The Impact of Aging on Asian Development
The timing, speed, and dynamics of ageing in Asia. The world is aging. A combination of longer life spans and low birth rates is producing a population distribution that is skewed towards the elderly. This phenomenon is well advanced in developed countries in the region such as Japan and Singapore, but is also occurring in developing countries. Low infant mortality rates have led to population surges in China and India, but rapid declines in fertility rates in China, and now in India are reducing youth dependency rates. Both China and India are enjoying a “demographic dividend” of low overall dependency rates. In the foreseeable future, however, the current work force will age, producing a high old age dependency rate.
In the world as a whole, falling fertility and low youth dependency has dominated age structure changes over the last 50 years. However dependency rates reached their minimum in 2005. Since then arising old age dependency has led to increases in total dependency rates. While the basic structure of the picture is the same worldwide the timing and amplitude of the age structure effects differs greatly across countries. Within China and India there is a great deal of regional variation with inland regions lagging behind in terms of timing. A common feature however is for longer life spans and falling fertility to spread to developing countries while their levels of income are still very low. Countries therefore face the prospect of population aging at low levels of income.
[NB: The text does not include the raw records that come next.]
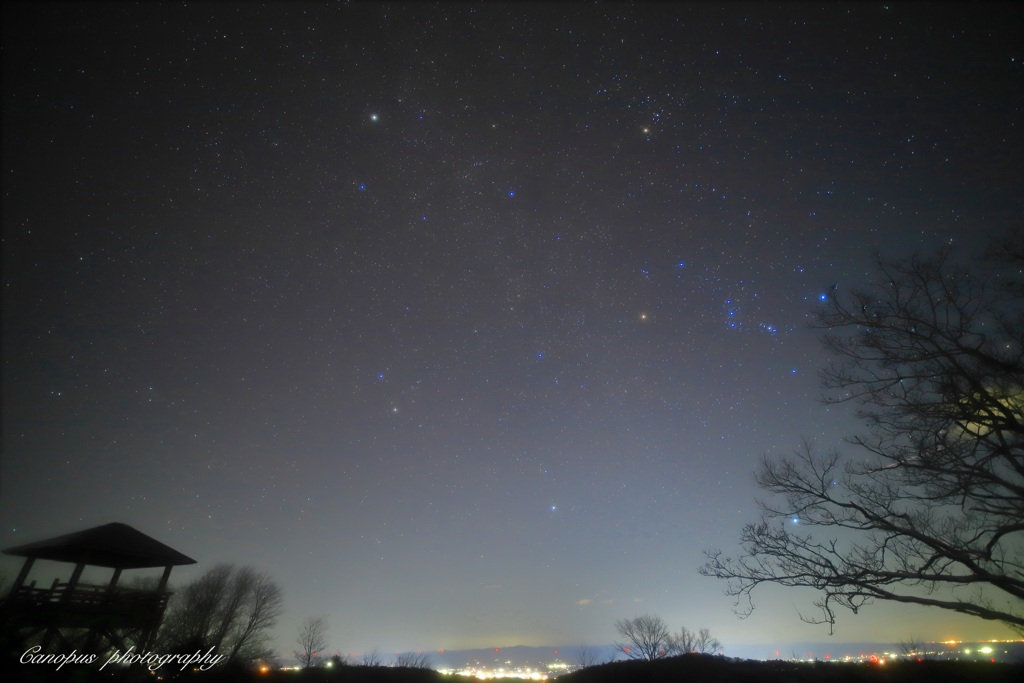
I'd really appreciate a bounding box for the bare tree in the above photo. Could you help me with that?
[613,614,671,660]
[896,636,922,659]
[160,563,232,650]
[702,236,1024,634]
[361,647,383,667]
[296,616,329,669]
[574,646,602,669]
[669,626,721,655]
[209,566,255,653]
[394,651,433,668]
[158,564,283,662]
[228,571,284,661]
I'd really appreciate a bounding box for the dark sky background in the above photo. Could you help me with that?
[2,1,1022,658]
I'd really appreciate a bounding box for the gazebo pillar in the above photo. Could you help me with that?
[58,562,87,608]
[157,564,173,591]
[66,562,85,590]
[10,556,35,592]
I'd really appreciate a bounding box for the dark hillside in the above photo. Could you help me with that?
[557,653,1024,683]
[9,655,1024,683]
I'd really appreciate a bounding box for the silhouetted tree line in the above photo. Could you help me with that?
[613,614,721,660]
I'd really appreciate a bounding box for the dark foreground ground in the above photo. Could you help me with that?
[7,654,1024,683]
[557,654,1024,683]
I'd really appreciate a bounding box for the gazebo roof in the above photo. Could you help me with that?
[2,522,196,569]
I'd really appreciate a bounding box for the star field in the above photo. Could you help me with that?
[2,2,1022,657]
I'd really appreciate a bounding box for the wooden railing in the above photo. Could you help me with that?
[8,580,170,618]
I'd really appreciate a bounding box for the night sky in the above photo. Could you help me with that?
[2,1,1022,658]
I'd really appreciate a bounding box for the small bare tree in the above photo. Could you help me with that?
[613,614,671,660]
[574,646,602,669]
[896,636,922,659]
[669,626,722,655]
[296,616,328,669]
[361,647,383,666]
[394,651,432,668]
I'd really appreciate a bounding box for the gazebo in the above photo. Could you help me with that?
[1,522,196,655]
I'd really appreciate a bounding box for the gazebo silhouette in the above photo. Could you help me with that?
[1,522,196,655]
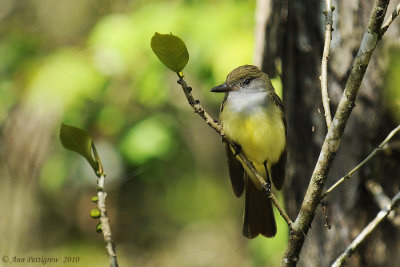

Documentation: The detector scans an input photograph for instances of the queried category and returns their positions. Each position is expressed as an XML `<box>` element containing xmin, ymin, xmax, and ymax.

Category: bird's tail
<box><xmin>242</xmin><ymin>175</ymin><xmax>277</xmax><ymax>238</ymax></box>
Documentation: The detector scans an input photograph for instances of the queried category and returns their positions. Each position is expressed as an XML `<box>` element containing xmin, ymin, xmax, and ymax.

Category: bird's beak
<box><xmin>211</xmin><ymin>83</ymin><xmax>234</xmax><ymax>93</ymax></box>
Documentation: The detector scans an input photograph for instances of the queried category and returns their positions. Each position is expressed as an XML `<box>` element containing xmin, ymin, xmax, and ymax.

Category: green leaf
<box><xmin>96</xmin><ymin>222</ymin><xmax>102</xmax><ymax>233</ymax></box>
<box><xmin>60</xmin><ymin>123</ymin><xmax>104</xmax><ymax>176</ymax></box>
<box><xmin>90</xmin><ymin>209</ymin><xmax>101</xmax><ymax>219</ymax></box>
<box><xmin>151</xmin><ymin>32</ymin><xmax>189</xmax><ymax>73</ymax></box>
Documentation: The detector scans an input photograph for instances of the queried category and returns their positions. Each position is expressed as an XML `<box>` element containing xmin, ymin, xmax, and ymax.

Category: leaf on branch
<box><xmin>96</xmin><ymin>222</ymin><xmax>102</xmax><ymax>233</ymax></box>
<box><xmin>151</xmin><ymin>32</ymin><xmax>189</xmax><ymax>73</ymax></box>
<box><xmin>60</xmin><ymin>123</ymin><xmax>104</xmax><ymax>177</ymax></box>
<box><xmin>90</xmin><ymin>209</ymin><xmax>101</xmax><ymax>219</ymax></box>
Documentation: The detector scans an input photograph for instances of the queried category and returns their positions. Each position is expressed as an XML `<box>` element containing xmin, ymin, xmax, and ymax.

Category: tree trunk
<box><xmin>257</xmin><ymin>0</ymin><xmax>400</xmax><ymax>266</ymax></box>
<box><xmin>0</xmin><ymin>105</ymin><xmax>56</xmax><ymax>254</ymax></box>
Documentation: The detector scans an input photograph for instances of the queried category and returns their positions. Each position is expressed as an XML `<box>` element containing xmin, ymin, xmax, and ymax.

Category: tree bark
<box><xmin>257</xmin><ymin>0</ymin><xmax>400</xmax><ymax>266</ymax></box>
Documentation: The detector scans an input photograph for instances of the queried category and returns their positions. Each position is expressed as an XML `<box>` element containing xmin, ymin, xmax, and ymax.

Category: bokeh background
<box><xmin>2</xmin><ymin>1</ymin><xmax>400</xmax><ymax>266</ymax></box>
<box><xmin>0</xmin><ymin>1</ymin><xmax>292</xmax><ymax>266</ymax></box>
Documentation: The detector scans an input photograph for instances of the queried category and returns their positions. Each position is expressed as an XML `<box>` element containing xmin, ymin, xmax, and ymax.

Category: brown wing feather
<box><xmin>268</xmin><ymin>91</ymin><xmax>287</xmax><ymax>190</ymax></box>
<box><xmin>271</xmin><ymin>148</ymin><xmax>286</xmax><ymax>190</ymax></box>
<box><xmin>224</xmin><ymin>141</ymin><xmax>245</xmax><ymax>197</ymax></box>
<box><xmin>269</xmin><ymin>91</ymin><xmax>285</xmax><ymax>114</ymax></box>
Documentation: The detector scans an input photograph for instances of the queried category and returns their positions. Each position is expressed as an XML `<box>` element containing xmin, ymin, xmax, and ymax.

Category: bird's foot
<box><xmin>232</xmin><ymin>142</ymin><xmax>242</xmax><ymax>156</ymax></box>
<box><xmin>263</xmin><ymin>181</ymin><xmax>272</xmax><ymax>198</ymax></box>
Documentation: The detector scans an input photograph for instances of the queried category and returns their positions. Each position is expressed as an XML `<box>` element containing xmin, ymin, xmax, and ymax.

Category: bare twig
<box><xmin>331</xmin><ymin>190</ymin><xmax>400</xmax><ymax>267</ymax></box>
<box><xmin>366</xmin><ymin>180</ymin><xmax>391</xmax><ymax>209</ymax></box>
<box><xmin>320</xmin><ymin>0</ymin><xmax>334</xmax><ymax>129</ymax></box>
<box><xmin>383</xmin><ymin>140</ymin><xmax>400</xmax><ymax>152</ymax></box>
<box><xmin>366</xmin><ymin>180</ymin><xmax>400</xmax><ymax>226</ymax></box>
<box><xmin>176</xmin><ymin>75</ymin><xmax>223</xmax><ymax>135</ymax></box>
<box><xmin>97</xmin><ymin>174</ymin><xmax>118</xmax><ymax>267</ymax></box>
<box><xmin>271</xmin><ymin>193</ymin><xmax>293</xmax><ymax>228</ymax></box>
<box><xmin>176</xmin><ymin>73</ymin><xmax>293</xmax><ymax>227</ymax></box>
<box><xmin>380</xmin><ymin>3</ymin><xmax>400</xmax><ymax>36</ymax></box>
<box><xmin>322</xmin><ymin>125</ymin><xmax>400</xmax><ymax>199</ymax></box>
<box><xmin>321</xmin><ymin>201</ymin><xmax>331</xmax><ymax>229</ymax></box>
<box><xmin>282</xmin><ymin>1</ymin><xmax>391</xmax><ymax>266</ymax></box>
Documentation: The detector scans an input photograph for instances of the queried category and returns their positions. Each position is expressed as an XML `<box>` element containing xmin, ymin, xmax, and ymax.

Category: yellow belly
<box><xmin>221</xmin><ymin>105</ymin><xmax>285</xmax><ymax>183</ymax></box>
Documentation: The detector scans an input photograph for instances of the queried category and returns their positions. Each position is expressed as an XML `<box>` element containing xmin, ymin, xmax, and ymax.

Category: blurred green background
<box><xmin>2</xmin><ymin>1</ymin><xmax>399</xmax><ymax>267</ymax></box>
<box><xmin>0</xmin><ymin>0</ymin><xmax>288</xmax><ymax>266</ymax></box>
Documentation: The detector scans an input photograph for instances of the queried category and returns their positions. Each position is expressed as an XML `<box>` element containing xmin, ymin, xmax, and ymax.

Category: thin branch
<box><xmin>176</xmin><ymin>73</ymin><xmax>293</xmax><ymax>227</ymax></box>
<box><xmin>320</xmin><ymin>0</ymin><xmax>334</xmax><ymax>129</ymax></box>
<box><xmin>321</xmin><ymin>201</ymin><xmax>331</xmax><ymax>229</ymax></box>
<box><xmin>366</xmin><ymin>180</ymin><xmax>400</xmax><ymax>227</ymax></box>
<box><xmin>383</xmin><ymin>140</ymin><xmax>400</xmax><ymax>152</ymax></box>
<box><xmin>331</xmin><ymin>190</ymin><xmax>400</xmax><ymax>267</ymax></box>
<box><xmin>366</xmin><ymin>180</ymin><xmax>391</xmax><ymax>209</ymax></box>
<box><xmin>380</xmin><ymin>3</ymin><xmax>400</xmax><ymax>36</ymax></box>
<box><xmin>282</xmin><ymin>1</ymin><xmax>391</xmax><ymax>266</ymax></box>
<box><xmin>321</xmin><ymin>125</ymin><xmax>400</xmax><ymax>199</ymax></box>
<box><xmin>176</xmin><ymin>75</ymin><xmax>223</xmax><ymax>135</ymax></box>
<box><xmin>271</xmin><ymin>193</ymin><xmax>293</xmax><ymax>227</ymax></box>
<box><xmin>97</xmin><ymin>174</ymin><xmax>118</xmax><ymax>267</ymax></box>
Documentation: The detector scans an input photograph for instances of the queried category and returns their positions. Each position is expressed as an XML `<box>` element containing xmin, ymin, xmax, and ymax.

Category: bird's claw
<box><xmin>232</xmin><ymin>143</ymin><xmax>241</xmax><ymax>156</ymax></box>
<box><xmin>263</xmin><ymin>181</ymin><xmax>272</xmax><ymax>198</ymax></box>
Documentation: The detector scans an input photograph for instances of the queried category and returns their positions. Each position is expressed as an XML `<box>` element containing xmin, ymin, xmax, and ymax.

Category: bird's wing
<box><xmin>269</xmin><ymin>92</ymin><xmax>287</xmax><ymax>190</ymax></box>
<box><xmin>271</xmin><ymin>148</ymin><xmax>286</xmax><ymax>190</ymax></box>
<box><xmin>224</xmin><ymin>141</ymin><xmax>245</xmax><ymax>197</ymax></box>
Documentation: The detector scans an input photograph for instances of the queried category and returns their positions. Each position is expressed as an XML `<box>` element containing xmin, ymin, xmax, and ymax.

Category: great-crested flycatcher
<box><xmin>211</xmin><ymin>65</ymin><xmax>286</xmax><ymax>238</ymax></box>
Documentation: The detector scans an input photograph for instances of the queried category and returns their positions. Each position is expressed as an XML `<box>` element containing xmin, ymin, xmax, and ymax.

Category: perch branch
<box><xmin>271</xmin><ymin>193</ymin><xmax>293</xmax><ymax>227</ymax></box>
<box><xmin>97</xmin><ymin>174</ymin><xmax>118</xmax><ymax>267</ymax></box>
<box><xmin>176</xmin><ymin>73</ymin><xmax>293</xmax><ymax>227</ymax></box>
<box><xmin>321</xmin><ymin>124</ymin><xmax>400</xmax><ymax>199</ymax></box>
<box><xmin>331</xmin><ymin>190</ymin><xmax>400</xmax><ymax>267</ymax></box>
<box><xmin>176</xmin><ymin>74</ymin><xmax>223</xmax><ymax>135</ymax></box>
<box><xmin>282</xmin><ymin>1</ymin><xmax>391</xmax><ymax>266</ymax></box>
<box><xmin>320</xmin><ymin>0</ymin><xmax>334</xmax><ymax>129</ymax></box>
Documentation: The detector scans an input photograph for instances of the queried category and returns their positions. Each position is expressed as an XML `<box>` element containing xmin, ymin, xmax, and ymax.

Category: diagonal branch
<box><xmin>331</xmin><ymin>190</ymin><xmax>400</xmax><ymax>267</ymax></box>
<box><xmin>321</xmin><ymin>124</ymin><xmax>400</xmax><ymax>199</ymax></box>
<box><xmin>176</xmin><ymin>75</ymin><xmax>223</xmax><ymax>135</ymax></box>
<box><xmin>282</xmin><ymin>1</ymin><xmax>391</xmax><ymax>266</ymax></box>
<box><xmin>366</xmin><ymin>180</ymin><xmax>400</xmax><ymax>227</ymax></box>
<box><xmin>176</xmin><ymin>73</ymin><xmax>293</xmax><ymax>227</ymax></box>
<box><xmin>380</xmin><ymin>3</ymin><xmax>400</xmax><ymax>36</ymax></box>
<box><xmin>320</xmin><ymin>0</ymin><xmax>334</xmax><ymax>129</ymax></box>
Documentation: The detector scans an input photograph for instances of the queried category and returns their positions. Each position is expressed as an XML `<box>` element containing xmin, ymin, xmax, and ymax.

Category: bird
<box><xmin>211</xmin><ymin>65</ymin><xmax>286</xmax><ymax>238</ymax></box>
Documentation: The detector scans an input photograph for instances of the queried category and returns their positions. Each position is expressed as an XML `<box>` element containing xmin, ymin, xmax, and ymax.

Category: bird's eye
<box><xmin>243</xmin><ymin>78</ymin><xmax>252</xmax><ymax>85</ymax></box>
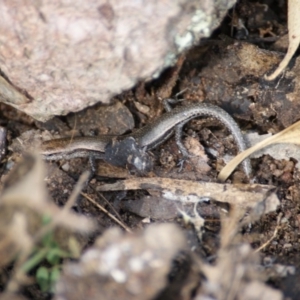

An important feature of population aging is the compression of morbidity. In developed countries, the period of sickness and disability near the end of life is falling, even as life spans are increasing; we are producing a new generation of healthy old people. This makes the economic prospects of population aging much less troublesome than if the aging were unhealthy. An important issue in developing countries in Asia is if aging in a low income setting will be similarly healthy.